Isso foi quando? Eu diria que anos 1990, no máximo início dos 2000. Uma crônica do Marcelo Rubens Paiva em que ele dizia se sentir um zé-ninguém perto dos Titãs. Em outras palavras, que o que ele mais queria na vida era ter tido a sorte de ter vindo a ser um titã. Que, vá lá, naquela altura dos fatos ele, Paiva, filho de Rubens e Eunice, se daria por contente de ir bater um pandeirinho com Paulo Miklos, Branco Mello e tutti quanti, ainda que com o rosto coberto por uma máscara (sim, pode ser a máscara carnavalesca da Fernandinha Bochechas Eróticas). Descontados os exageros e as hipérboles comuns em textos ficcionais (crônica não deixa de ser ficção), acredito que a inveja de Paiva era real. Os Titãs, para a minha geração, eram como aqueles primos que se dão absurdamente bem na vida enquanto você, bem, você vai levando, de mediocridade em mediocridade (diploma de administração da FMU, inglês intermediário, apartamento financiado em vinte e cinco anos, etc.). É isso aí, bróder. O titã come a Malu Mader (ou a Ângela Figueiredo) enquanto você, eu e o Marcelo Rubens Paiva comemos o pão que o belzebu amassou. (Alguém me contou que viu uma vez o Paiva de madrugada num Burger King xavecando umas barangas, Palácio do Jaburu total, etc.)

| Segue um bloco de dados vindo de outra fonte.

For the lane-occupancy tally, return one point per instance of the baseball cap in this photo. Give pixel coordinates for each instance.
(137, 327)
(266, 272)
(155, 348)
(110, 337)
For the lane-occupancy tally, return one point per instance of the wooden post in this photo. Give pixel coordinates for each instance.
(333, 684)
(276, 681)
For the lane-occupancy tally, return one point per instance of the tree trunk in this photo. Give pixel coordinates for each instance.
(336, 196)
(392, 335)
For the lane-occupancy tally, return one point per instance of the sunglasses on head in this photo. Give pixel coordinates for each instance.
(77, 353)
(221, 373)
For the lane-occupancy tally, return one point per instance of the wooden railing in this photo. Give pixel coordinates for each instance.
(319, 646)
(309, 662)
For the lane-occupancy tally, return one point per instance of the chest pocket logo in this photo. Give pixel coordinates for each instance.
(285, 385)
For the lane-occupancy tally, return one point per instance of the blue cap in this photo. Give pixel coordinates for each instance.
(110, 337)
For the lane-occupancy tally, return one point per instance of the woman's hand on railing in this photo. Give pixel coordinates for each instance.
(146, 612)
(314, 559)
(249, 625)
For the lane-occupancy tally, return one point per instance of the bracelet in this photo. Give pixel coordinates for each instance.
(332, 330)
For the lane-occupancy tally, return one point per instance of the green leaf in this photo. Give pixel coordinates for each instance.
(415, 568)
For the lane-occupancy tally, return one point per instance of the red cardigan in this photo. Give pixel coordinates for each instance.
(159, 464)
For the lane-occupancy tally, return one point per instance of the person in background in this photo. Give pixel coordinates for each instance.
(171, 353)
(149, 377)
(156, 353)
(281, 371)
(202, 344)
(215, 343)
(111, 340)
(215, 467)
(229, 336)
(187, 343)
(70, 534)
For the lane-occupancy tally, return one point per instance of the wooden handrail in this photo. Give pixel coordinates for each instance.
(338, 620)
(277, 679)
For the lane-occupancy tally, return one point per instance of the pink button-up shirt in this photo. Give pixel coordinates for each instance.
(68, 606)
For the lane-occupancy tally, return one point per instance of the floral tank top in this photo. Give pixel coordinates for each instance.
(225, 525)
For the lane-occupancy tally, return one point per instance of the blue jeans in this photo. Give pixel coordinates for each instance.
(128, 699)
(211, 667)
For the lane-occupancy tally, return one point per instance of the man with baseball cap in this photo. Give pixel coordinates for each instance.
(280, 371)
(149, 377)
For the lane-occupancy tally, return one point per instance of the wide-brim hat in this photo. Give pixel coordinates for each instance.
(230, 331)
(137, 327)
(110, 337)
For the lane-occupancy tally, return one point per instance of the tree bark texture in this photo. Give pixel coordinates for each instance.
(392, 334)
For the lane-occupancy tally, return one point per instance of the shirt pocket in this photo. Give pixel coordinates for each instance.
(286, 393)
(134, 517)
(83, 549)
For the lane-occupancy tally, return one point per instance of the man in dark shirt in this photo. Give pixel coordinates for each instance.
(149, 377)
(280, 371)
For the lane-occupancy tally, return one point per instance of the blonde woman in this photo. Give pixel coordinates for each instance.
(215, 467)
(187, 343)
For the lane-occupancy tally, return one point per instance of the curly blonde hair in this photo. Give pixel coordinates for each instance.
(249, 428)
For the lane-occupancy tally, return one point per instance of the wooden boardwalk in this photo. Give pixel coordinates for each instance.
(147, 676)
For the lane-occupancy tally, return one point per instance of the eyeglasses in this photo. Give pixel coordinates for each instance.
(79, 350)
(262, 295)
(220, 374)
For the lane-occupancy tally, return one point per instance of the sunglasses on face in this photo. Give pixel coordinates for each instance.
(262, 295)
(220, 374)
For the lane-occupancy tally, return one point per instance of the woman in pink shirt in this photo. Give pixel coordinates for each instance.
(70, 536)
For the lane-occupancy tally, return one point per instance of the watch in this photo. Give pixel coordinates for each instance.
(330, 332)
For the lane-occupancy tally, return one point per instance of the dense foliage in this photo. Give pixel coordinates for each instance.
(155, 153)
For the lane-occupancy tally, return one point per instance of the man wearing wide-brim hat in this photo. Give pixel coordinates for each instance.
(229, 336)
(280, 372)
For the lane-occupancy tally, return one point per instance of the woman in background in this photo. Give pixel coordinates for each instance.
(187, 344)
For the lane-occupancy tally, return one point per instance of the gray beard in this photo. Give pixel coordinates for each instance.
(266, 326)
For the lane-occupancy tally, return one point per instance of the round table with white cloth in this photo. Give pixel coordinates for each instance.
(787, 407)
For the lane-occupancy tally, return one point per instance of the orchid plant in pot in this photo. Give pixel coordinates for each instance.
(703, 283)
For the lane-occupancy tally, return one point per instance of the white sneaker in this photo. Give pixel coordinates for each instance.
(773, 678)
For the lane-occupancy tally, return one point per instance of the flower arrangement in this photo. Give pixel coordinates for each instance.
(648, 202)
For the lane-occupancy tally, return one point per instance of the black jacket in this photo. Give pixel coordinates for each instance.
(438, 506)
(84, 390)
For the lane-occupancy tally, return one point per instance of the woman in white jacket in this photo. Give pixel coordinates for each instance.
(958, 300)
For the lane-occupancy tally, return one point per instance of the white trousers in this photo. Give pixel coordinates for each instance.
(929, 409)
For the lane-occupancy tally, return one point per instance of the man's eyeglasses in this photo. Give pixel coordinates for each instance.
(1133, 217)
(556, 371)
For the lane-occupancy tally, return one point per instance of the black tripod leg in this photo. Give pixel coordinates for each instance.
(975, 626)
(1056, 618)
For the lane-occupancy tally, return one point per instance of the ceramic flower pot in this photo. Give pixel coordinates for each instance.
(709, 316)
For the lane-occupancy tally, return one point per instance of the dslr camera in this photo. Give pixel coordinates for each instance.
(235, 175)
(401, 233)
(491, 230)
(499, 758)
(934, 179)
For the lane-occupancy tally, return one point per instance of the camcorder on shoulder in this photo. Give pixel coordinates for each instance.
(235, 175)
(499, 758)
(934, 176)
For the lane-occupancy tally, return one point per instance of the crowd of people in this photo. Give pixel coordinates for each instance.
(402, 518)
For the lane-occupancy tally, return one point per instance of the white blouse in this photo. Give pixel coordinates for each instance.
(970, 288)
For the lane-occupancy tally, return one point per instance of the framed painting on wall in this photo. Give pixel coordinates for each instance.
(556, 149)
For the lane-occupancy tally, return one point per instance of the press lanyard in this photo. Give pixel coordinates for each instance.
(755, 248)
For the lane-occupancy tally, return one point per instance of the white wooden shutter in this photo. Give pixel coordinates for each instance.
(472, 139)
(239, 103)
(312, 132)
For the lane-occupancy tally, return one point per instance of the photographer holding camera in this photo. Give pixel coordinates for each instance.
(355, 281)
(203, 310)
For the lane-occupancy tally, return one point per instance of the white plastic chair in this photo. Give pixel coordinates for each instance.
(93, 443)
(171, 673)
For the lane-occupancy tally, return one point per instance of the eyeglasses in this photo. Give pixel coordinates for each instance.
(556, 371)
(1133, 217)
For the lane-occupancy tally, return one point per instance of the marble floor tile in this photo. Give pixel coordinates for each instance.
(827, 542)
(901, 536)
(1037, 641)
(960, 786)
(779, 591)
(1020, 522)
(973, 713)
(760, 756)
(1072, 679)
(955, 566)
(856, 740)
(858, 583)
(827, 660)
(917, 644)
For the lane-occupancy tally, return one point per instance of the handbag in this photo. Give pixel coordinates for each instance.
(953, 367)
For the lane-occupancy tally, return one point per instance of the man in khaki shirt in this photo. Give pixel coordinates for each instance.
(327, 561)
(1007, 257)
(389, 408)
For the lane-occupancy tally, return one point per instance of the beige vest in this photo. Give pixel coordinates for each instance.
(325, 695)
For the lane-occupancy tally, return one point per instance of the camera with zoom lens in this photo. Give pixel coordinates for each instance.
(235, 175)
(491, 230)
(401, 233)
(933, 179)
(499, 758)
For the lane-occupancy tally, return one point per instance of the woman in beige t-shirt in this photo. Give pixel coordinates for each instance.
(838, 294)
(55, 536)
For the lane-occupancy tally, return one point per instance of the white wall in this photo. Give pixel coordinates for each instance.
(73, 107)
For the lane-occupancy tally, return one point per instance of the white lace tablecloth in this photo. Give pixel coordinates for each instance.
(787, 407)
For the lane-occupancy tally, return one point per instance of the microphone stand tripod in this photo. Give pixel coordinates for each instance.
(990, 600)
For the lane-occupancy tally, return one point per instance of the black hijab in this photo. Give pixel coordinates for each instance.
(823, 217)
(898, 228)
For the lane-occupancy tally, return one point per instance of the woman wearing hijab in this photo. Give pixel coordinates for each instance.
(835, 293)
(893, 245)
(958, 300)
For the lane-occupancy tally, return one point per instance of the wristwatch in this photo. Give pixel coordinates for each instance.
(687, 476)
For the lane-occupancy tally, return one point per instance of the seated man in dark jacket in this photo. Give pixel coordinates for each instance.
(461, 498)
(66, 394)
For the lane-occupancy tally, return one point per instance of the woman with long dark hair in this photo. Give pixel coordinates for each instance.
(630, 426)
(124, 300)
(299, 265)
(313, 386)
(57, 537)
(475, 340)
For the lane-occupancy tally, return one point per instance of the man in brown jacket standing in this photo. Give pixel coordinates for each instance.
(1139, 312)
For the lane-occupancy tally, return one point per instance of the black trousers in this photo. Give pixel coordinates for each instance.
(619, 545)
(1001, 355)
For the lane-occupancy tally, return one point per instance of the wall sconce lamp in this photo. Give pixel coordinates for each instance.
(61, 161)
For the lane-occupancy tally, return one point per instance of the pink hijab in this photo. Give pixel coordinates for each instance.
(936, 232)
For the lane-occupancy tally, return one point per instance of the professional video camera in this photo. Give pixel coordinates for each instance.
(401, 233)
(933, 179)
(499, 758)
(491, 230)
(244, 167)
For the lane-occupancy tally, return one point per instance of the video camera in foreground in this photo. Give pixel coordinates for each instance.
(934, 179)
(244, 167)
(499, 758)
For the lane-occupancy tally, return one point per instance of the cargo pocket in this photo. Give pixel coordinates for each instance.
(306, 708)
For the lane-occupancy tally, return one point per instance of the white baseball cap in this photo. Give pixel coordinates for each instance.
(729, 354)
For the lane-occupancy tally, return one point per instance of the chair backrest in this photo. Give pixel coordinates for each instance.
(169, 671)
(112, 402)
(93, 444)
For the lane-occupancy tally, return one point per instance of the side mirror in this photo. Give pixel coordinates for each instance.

Mas também não nos deixemos levar por esse igualitarismo ilusório. Marcelo Rubens Paiva, a despeito da inveja assumida (procurem o conto do Rubem Fonseca que fala sobre o iate maior, etc.) e do xaveco nas barangas, é também, à sua maneira, um daqueles primos que se deram muito bem na vida. Feliz ano velho foi lançado há quarenta e três anos e vende até hoje. O que sobrou das coisas que você fazia quarenta e três anos atrás? Hem? Hem? Pra mim sobrou um adesivo da Fuji Film que grudei numa gaveta e que, espantosamente, continua lá. Só isso.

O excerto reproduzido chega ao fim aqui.